Overview of key modules, roughly from highest- to lowest-level:

* Cyc.hs, which defines an interface for using cyclotomic fields, 
  rings R, and quotient rings Rq=R/qR; as well as many other
  commonly used operations, e.g., converting
  between rings, decoding and decomposing elements, modulus
  reduction/rounding, etc. etc. Cyc is a safe wrapper around the
  UCyc type, which exposes some representation-dependent operations.
  UCyc (and hence Cyc) is implemented using a generic Tensor (described below).

* Tensor.hs, which defines a class that encapsulates all the necessary
  linear transformations for operating on representations of R- and
  Rq-elements, e.g., the CRT transform, converting between the
  powerful and decoding bases, generating error terms, etc.

* RepaTensor.hs, which gives an
  implementation of the Tensor class based on the "repa"
  package, a highly optimized and parallelizable array library.

* CTensor.hs, which gives an
  implementation of the Tensor class using a C backend via Haskell's FFI.

* FiniteField.hs, which gives an unoptimized implementation of finite
  field arithmetic.
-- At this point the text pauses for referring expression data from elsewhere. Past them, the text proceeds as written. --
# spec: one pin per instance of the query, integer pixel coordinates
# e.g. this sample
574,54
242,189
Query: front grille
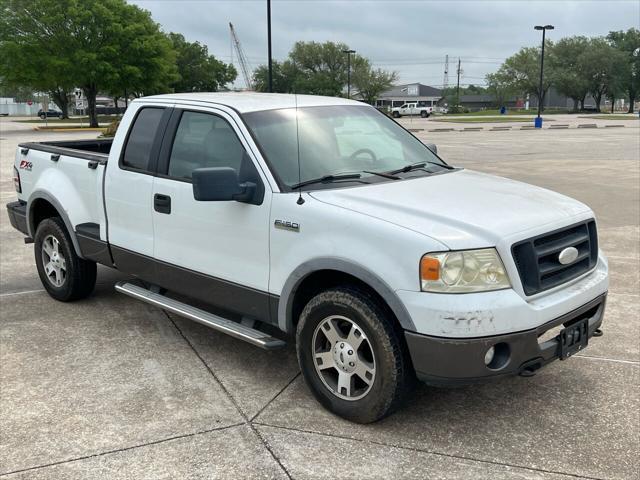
537,258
To use this module, you will need an instance of
  IrreduciblePoly.  These instances provide irreducible polynomials
  for various degrees and base fields.  One instance is provided for
  characteristic 2 fields of size up to 2^32 in IrreducibleChar2.hs.

* ZqBasic.hs, which is a basic implementation of Zq=Z/qZ arithmetic.

* Factored.hs, which contains support code for "reifying"
  runtime-chosen integers as static types (mainly, the types q and m
  that are floating around as parameters of many other data types),
  and "reflecting" those types as integers back to the code.